The federation presented this recommendation when presenting before the Committee on Gender, Labour, and Social Development on Tuesday, February 13, 2024, with Workers’ Representative, Hon. Charles Bakkabulindi, serving as acting chairperson.

The federation contended that firms have been led into endless court disputes and court costs for hiring people who are unfit for specific activities and end up in poor health circumstances. 

Dan Okanya, Head of Policy and Research at FUE, stated that the government should ensure that firms, particularly those in high-risk industries such as extraction, hire personnel who are fit to work; otherwise, employers will incur excessive costs.

This suggestion by FUE stems from concerns that the Bill does not appropriately define occupational and safety dangers, citing mental health as a key health risk that should not be overlooked. 
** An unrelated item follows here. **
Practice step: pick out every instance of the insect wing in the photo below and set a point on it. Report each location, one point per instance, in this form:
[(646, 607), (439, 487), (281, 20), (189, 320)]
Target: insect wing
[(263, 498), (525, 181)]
Okanya went on to state that mental health is a prevalent developing concern, and their member businesses indicate that more than 20% of their employees have mental health challenges, with some having best practices from which to learn.

The association suggested that the Bill require required safety training for all employees, such as first aid, and that such training be freely provided by the company.
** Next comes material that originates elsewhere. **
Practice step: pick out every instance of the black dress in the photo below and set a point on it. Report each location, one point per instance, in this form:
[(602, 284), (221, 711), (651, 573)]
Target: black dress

Henry Saaba, a specialist in occupational safety and health at FUE, stated that the law should advocate for an increase in the number of health inspectors, with one inspector each region.

He went on to explain that there are less than 20 occupational health inspectors who are unable to observe the entire country and suggested that a health inspector be hired every district to implement the legislation in each area.

Hon. Bakkabulindi also highlighted his worry with the federation’s position, challenging the Bill’s mandate for all companies to create a safety committee, stating that the law should be equitable to all sizes of organisations.

He contended that as parliamentarians, they will not defend those with 50 employees while leaving others with two, and that the law should treat all equally.

He continued by asking FUE if its members were unaffected by the rising use of technology, which he claims is likely to outcompete employees. He charged FUE to conduct a wider review of the Bill, recognizing that it is the national representation of employers..

Hon. Margret Rwabushaija, the Workers’ Representative, warned that the Bill should include both the interests of workers and employers.

The Occupational Safety and Health (Amendment) Bill, 2023 intends to broaden the scope of the main Act, recognizing that workplace dynamics such as teleworking, virtual job outsourcing, and contracting have changed significantly since its enactment in 2006.

The current law does not cover rapidly evolving industries such as extractive industry and telecommunications, which the Bill proposes to regulate accordingly.